By Marianchi Chiappe
VAZQUEZ, JOSEFINA. El origen de la guerra con
Estados Unidos.
De manera general hoy se acepta que la causa
principal de la guerra fue el expansionismo estadounidense,
aunque varían las interpretaciones sobre
sus detonantes. Las revisiones superficiales de
la guerra todavía mencionan justificaciones
contemporáneas al suceso: la necesidad
estadounidense de evitar que Gran Bretaña
se apoderara de California, el belicismo mexicano
y la torpeza del gobierno mexicano de negarse
a vender un territorio que de todas formas iba
a perder. Sin embargo, el aspecto más desconocido
y peor representado es el de la compleja situación
mexicana.
Los historiadores mexicanos han visto siempre
en el expansionismo, el origen de la guerra, con
la independencia y anexión de Texas como
causa inmediata y la infiltración estadounidense
en California como agravante.
Para 1821, mientras la economía y la población
de Estados Unidos habían crecido gracias
a cuatro décadas de gobierno estable, dominado
por una minoría ilustrada, México
había perdido su santiguo dinamismo. La
división social era profunda, la población
se había reducido con la pérdida
de unas 600.000 vidas (la mitad de la fuerza de
trabajo) y la lucha había fragmentado las
redes administrativas y económicas. La
grandeza novo hispana del siglo XVIII heredaría
gran vulnerabilidad a la nueva nación al
despertar ambiciones europeas y estadounidenses,
tanto es así que México se convirtió
en el país más amenazado del continente
durante gran parte del siglo XIX. Todo se asoció
para obstaculizar su recuperación y la
consolidación de un gobierno estable.
Así en 1804 los dos países tenían
un territorio y una población semejantes,
para 1821 empezaba a notarse una asimetría
que para la década de 1840 se había
ampliado: el país del norte tenía
ya casi 20.000.000 de habitantes y México
apenas comenzaba a recuperarse de las pérdidas
sufridas y contaba con poco más de 7.000.000.

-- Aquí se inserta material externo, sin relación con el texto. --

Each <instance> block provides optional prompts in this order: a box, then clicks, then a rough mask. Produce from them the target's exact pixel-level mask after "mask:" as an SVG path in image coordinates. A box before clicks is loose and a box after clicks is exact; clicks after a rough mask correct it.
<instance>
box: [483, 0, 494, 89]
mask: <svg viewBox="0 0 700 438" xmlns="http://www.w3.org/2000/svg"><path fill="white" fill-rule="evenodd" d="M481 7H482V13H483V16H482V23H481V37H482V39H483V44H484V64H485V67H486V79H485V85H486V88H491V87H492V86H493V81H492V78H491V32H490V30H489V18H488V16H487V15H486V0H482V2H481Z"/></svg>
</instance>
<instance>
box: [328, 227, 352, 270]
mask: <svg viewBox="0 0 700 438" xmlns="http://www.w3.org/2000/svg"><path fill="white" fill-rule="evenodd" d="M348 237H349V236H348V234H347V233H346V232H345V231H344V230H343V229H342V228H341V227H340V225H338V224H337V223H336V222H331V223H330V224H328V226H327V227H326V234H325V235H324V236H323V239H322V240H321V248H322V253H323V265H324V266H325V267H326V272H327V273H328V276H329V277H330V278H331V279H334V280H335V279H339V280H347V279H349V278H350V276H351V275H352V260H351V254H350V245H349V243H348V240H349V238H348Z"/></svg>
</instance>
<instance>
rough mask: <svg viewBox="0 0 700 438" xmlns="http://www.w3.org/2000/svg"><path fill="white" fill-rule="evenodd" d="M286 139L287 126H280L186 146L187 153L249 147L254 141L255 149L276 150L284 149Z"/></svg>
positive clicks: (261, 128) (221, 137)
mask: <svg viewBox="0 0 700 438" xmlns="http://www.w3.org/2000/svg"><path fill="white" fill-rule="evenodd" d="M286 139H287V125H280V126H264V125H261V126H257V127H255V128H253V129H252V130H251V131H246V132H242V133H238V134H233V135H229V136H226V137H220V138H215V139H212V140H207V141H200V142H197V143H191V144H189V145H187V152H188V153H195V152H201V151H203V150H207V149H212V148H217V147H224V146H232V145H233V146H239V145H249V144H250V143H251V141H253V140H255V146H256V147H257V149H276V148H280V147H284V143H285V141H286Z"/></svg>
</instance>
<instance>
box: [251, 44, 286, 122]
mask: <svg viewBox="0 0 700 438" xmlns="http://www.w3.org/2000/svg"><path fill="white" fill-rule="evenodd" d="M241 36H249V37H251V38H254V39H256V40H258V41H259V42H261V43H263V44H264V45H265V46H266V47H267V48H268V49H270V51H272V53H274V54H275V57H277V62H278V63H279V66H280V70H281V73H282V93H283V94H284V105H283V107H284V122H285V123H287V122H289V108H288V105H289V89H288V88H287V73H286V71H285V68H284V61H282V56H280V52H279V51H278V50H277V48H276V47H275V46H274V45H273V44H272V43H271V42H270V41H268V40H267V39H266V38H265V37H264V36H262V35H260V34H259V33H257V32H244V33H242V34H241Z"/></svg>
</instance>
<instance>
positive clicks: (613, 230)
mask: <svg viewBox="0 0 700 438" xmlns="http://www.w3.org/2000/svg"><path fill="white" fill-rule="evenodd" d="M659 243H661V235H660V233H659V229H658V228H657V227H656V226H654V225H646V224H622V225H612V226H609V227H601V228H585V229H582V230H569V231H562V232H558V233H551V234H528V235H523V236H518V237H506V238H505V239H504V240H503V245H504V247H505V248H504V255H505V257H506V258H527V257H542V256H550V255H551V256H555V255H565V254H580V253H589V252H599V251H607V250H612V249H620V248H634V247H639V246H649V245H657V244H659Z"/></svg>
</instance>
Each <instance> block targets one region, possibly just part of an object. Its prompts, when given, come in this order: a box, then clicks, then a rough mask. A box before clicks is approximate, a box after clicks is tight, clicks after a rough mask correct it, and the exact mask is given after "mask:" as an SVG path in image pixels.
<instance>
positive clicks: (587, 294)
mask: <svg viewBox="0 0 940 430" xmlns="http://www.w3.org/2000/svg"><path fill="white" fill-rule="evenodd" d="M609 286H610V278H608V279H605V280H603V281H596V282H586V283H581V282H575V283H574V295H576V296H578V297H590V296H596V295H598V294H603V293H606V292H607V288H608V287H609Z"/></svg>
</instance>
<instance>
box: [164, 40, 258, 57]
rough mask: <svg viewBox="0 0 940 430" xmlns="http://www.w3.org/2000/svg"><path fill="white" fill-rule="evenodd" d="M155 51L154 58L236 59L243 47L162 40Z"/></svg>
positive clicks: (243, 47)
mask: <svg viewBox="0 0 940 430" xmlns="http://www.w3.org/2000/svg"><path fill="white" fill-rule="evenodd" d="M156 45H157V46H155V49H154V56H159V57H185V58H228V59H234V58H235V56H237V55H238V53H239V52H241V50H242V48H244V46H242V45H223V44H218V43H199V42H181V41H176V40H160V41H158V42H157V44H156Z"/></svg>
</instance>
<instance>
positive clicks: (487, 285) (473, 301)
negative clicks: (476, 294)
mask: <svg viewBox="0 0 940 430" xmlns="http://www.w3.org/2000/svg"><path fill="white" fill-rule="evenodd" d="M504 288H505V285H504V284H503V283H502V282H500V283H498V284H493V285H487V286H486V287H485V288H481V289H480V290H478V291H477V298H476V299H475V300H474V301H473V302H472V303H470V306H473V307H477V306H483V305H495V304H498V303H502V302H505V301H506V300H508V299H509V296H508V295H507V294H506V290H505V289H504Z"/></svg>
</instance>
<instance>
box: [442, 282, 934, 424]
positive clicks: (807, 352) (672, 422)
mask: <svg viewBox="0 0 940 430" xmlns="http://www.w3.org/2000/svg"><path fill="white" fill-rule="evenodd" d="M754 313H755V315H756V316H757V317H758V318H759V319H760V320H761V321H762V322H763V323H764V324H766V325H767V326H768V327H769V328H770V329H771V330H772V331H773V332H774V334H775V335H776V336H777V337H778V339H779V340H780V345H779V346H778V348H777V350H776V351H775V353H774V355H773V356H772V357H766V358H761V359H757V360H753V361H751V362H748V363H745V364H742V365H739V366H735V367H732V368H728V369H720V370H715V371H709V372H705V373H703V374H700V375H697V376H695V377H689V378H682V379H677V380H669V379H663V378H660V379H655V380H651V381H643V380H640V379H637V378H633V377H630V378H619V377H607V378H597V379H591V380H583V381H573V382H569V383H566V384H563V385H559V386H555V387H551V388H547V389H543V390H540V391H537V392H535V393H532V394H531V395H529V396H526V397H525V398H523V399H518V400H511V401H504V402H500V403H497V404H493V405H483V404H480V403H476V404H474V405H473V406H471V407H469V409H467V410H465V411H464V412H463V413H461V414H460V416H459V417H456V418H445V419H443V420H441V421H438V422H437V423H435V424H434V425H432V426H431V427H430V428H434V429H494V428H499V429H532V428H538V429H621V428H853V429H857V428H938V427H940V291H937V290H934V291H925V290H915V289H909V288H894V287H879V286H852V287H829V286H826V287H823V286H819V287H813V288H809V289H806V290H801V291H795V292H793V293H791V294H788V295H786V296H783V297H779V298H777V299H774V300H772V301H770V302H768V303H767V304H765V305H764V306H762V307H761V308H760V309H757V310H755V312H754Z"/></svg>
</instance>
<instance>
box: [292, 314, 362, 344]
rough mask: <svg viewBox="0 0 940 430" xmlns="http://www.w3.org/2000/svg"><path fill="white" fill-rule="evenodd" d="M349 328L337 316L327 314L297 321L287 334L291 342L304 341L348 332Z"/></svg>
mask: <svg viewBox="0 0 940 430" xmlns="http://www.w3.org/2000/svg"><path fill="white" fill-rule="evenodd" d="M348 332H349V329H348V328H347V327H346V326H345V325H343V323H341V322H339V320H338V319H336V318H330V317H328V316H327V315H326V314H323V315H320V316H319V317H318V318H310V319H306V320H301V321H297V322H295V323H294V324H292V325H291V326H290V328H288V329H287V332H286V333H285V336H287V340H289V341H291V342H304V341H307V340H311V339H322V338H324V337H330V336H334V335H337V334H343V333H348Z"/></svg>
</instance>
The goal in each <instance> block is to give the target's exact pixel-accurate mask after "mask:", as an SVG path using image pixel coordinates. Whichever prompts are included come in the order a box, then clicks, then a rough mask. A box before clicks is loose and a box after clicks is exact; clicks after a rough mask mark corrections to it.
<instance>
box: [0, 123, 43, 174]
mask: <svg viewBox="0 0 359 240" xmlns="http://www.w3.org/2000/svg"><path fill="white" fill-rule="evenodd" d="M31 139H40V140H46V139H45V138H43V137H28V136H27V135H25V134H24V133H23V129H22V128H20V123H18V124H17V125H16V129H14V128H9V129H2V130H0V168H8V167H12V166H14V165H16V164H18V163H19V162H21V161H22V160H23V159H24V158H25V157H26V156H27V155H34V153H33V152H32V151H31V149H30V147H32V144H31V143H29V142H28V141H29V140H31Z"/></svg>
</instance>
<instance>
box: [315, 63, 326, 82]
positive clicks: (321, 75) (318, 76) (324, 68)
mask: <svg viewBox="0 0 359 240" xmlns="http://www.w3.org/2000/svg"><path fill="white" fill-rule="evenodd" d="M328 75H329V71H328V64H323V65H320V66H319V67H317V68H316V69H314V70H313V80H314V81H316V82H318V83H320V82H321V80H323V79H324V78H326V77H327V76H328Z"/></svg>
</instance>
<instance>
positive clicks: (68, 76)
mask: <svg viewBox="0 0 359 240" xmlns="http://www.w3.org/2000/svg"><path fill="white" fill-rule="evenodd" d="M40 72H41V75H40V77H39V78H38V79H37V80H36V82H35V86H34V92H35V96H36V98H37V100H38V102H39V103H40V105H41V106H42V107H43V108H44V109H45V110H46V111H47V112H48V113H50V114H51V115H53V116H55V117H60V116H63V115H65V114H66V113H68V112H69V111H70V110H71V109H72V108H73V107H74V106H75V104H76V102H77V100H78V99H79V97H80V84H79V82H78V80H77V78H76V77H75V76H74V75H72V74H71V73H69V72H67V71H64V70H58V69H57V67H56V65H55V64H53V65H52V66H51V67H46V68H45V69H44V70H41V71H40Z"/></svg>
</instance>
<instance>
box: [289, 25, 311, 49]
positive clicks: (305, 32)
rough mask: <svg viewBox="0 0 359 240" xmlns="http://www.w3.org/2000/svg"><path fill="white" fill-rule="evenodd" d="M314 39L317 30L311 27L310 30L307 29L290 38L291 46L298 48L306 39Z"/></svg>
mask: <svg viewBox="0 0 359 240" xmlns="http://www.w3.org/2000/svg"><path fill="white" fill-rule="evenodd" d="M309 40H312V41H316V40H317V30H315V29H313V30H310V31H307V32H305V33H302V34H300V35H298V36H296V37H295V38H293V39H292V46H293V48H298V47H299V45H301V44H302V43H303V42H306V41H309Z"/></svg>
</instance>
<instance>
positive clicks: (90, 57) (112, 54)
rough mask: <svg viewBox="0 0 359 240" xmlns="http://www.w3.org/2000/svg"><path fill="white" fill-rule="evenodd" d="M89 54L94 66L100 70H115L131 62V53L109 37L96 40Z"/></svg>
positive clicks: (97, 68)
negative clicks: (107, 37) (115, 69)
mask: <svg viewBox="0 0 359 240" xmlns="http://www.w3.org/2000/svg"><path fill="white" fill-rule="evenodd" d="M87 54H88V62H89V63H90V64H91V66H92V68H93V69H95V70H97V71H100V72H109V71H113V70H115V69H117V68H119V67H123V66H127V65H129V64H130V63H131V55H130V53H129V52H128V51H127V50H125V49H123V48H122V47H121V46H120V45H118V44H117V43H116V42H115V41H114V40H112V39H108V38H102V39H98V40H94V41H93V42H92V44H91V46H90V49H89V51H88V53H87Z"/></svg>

Era natural que la cuestión de Texas afectara
las relaciones entre México y estados Unidos.
La dudosa neutralidad del presidente Andrew Jackson
permitió la libre entrada de una avalancha
de voluntarios estadounidenses y de armas a Texas,
acompañada de la movilización de
tropas al mando del general E. P. Gaines hacia
la frontera del río Sabinas para evitar
que indios, texanos y mexicanos violaran territorio
estadounidense.
Aunque Jackson no se atrevió de inmediato
a anexar Texas, antes de abandonar la presidencia
el 7 de marzo de 1837, extendió el reconocimiento
a la República de Texas. La depresión
económica que enfrentó Estados Unidos,
lo llevó a aceptar la oferta mexicana de
someter las reclamaciones a arbitraje internacional.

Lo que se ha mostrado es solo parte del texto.